Salter stared at something over the baron’s shoulder. “I regret that our two housemaids are off visiting their parents in Yorkshire. The scullery maid is barely twelve years of age.”
“But Mrs. Salter cannot nurse the ladies and cook invalid food at the same time. I would not even ask her to manage the stairs again this morning, except for the emergency.”
Salter sniffled a
nd his pale eyes grew suspiciously damp. “I regret, my lord, that we have let you down. My Livvy and I should have retired years ago, with the generous pension your lordship offered. But serving the Nicholson family and taking care of Worth Keep is all we know, nearly the only home we’ve ever had.”
Nick awkwardly patted the man’s frail shoulder. “And you shall have it as long as you wish.

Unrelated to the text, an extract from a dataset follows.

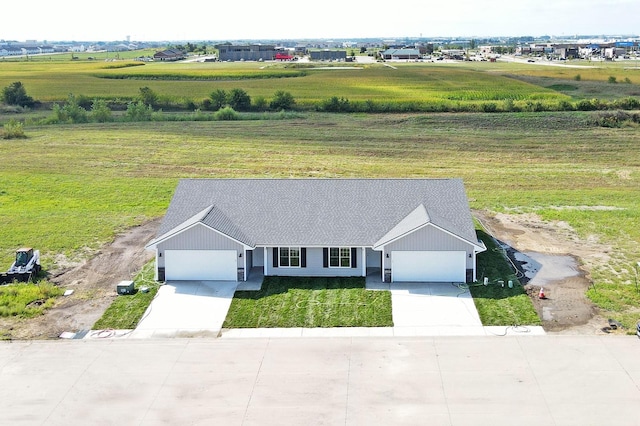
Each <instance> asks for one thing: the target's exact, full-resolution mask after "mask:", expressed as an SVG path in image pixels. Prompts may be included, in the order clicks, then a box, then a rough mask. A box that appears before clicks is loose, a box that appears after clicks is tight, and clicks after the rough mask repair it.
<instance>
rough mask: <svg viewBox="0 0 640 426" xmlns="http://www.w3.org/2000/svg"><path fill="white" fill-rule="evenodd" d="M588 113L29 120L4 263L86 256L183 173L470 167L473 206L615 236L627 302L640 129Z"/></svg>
mask: <svg viewBox="0 0 640 426" xmlns="http://www.w3.org/2000/svg"><path fill="white" fill-rule="evenodd" d="M589 117H590V115H589V114H587V113H575V112H574V113H540V114H531V113H511V114H499V115H496V114H433V115H363V114H361V115H357V114H356V115H353V114H351V115H340V114H307V115H305V116H303V117H302V118H297V119H292V120H285V121H240V122H194V123H189V124H188V125H185V124H184V123H175V122H160V123H134V124H122V123H111V124H101V125H99V124H88V125H75V126H41V127H28V128H27V129H26V132H27V134H28V136H29V137H28V139H26V140H19V141H15V140H12V141H0V205H1V206H2V209H0V221H1V222H2V223H3V224H5V226H3V227H2V228H0V242H1V243H0V244H1V245H0V260H2V264H5V265H6V266H7V267H8V265H9V264H10V261H11V258H12V256H13V254H12V252H13V250H14V249H15V248H16V247H17V246H21V245H32V246H34V247H37V248H39V249H40V250H41V252H42V254H43V265H44V267H45V268H50V265H51V264H52V263H54V262H57V261H61V259H64V257H62V258H61V257H60V256H61V255H64V256H66V257H68V258H70V259H74V258H78V257H82V256H85V255H86V253H87V249H88V250H92V249H96V248H97V247H98V246H99V245H100V244H102V243H103V242H105V241H108V240H109V239H110V238H111V237H112V236H113V235H114V233H115V232H117V231H119V230H122V229H123V228H126V227H127V226H130V225H133V224H136V223H140V222H143V221H145V220H147V219H149V218H152V217H157V216H159V215H162V214H163V213H164V211H165V209H166V207H167V206H168V203H169V201H170V197H171V195H172V192H173V190H174V188H175V185H176V183H177V180H178V179H179V178H181V177H461V178H463V179H464V181H465V185H466V187H467V190H468V194H469V197H470V199H471V204H472V207H473V208H477V209H488V210H492V211H503V212H504V211H508V212H512V213H514V212H515V213H517V212H533V213H537V214H539V215H540V216H541V217H542V218H544V219H547V220H563V221H566V222H568V223H569V224H570V225H571V226H573V227H574V228H575V229H576V230H577V232H578V233H579V234H580V235H581V236H582V237H583V238H588V237H592V236H595V237H597V238H599V239H600V240H601V241H603V242H605V243H609V244H611V245H612V246H613V247H614V250H613V251H612V260H611V262H610V263H609V264H607V265H603V266H602V267H600V268H596V269H595V270H594V271H592V277H593V279H594V281H595V283H596V286H597V288H598V289H602V290H600V293H604V296H600V299H599V300H602V298H603V297H604V299H605V300H612V301H616V300H619V299H620V297H621V296H619V295H618V293H617V292H616V290H615V289H616V288H618V287H619V286H628V285H631V284H632V283H633V280H634V270H633V267H632V266H633V265H634V264H635V263H634V262H636V261H637V260H638V259H640V243H639V241H640V229H639V228H638V226H637V224H638V223H639V222H640V220H639V219H640V217H639V216H640V185H639V184H638V179H639V174H638V172H639V170H640V151H639V150H638V149H637V147H638V146H639V143H640V133H639V132H638V130H637V129H636V128H633V127H624V128H615V129H611V128H602V127H597V126H593V125H590V124H589V123H590V118H589ZM580 206H607V207H608V209H606V210H605V209H603V210H595V211H594V210H590V209H583V208H580ZM567 207H574V208H567ZM603 284H607V285H611V286H613V287H612V288H613V289H614V290H611V291H607V292H605V289H606V287H605V286H604V285H603ZM625 288H627V287H625ZM599 303H601V304H602V305H603V306H607V307H615V306H622V307H621V308H615V309H623V310H628V309H627V308H624V306H627V305H628V304H627V305H620V304H619V303H617V302H616V303H617V304H616V303H613V302H611V303H609V304H606V303H605V302H599ZM633 303H635V302H633ZM633 303H632V304H631V305H632V306H633ZM635 306H637V304H636V305H635ZM629 309H631V308H629Z"/></svg>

The fault is all mine, for not giving you warning of my arrival. I am certain you could have had the place fully staffed.”
Salter was not so certain. “It’s hard finding workers, my lord, especially this time of year.”
“Nonsense. We’ll simply hire some local girls. A bit of coin never comes amiss, especially at Christmas.” The old butler shook his head. “They won’t come, at any price. Superstitions, you know.”
Nick knew them all too well. Hadn’t he been shouting like a bedlamite at one of them? “Surely there are a few levelheaded women in the village who don’t believe those ancient fairy tales. Older females who understand such things as possets and potions. What do the local folks do for a midwife? There used to be an herbalist, I recall. The neighborhood lads called her a witch.”
“That would be One-Tooth Mags. She’s been dead these many years.”
“Well, think, man. Sending to London will take too long. Miss Charlotte will work herself into apoplexy if we don’t find a female to aid her and her sister.”
“Well, there is Mrs. Merriot.”
The name meant nothing to the baron. “Another witch?”
“Oh, no, my lord. Mrs. Merriot is a gently reared young lady, a widow. I understand she keeps a well-stocked stillroom. She made up a tisane for Old Jake’s rheumatics that worked a treat.”
“Capital! Hire her. Whatever it takes, just get the woman here.”
“Oh, but Mrs. Merriot is not a servant, my lord. I doubt she needs the money, and her family would not—”
“Dash it, we need the blasted female! If she won’t come for the money, then she ought to come out of Christian charity. Thunderation, I’ll go ask her myself. If she refuses, I swear I’ll toss her over my saddle and drag her here. Now, where can I find the matchless Mrs. Merriot?”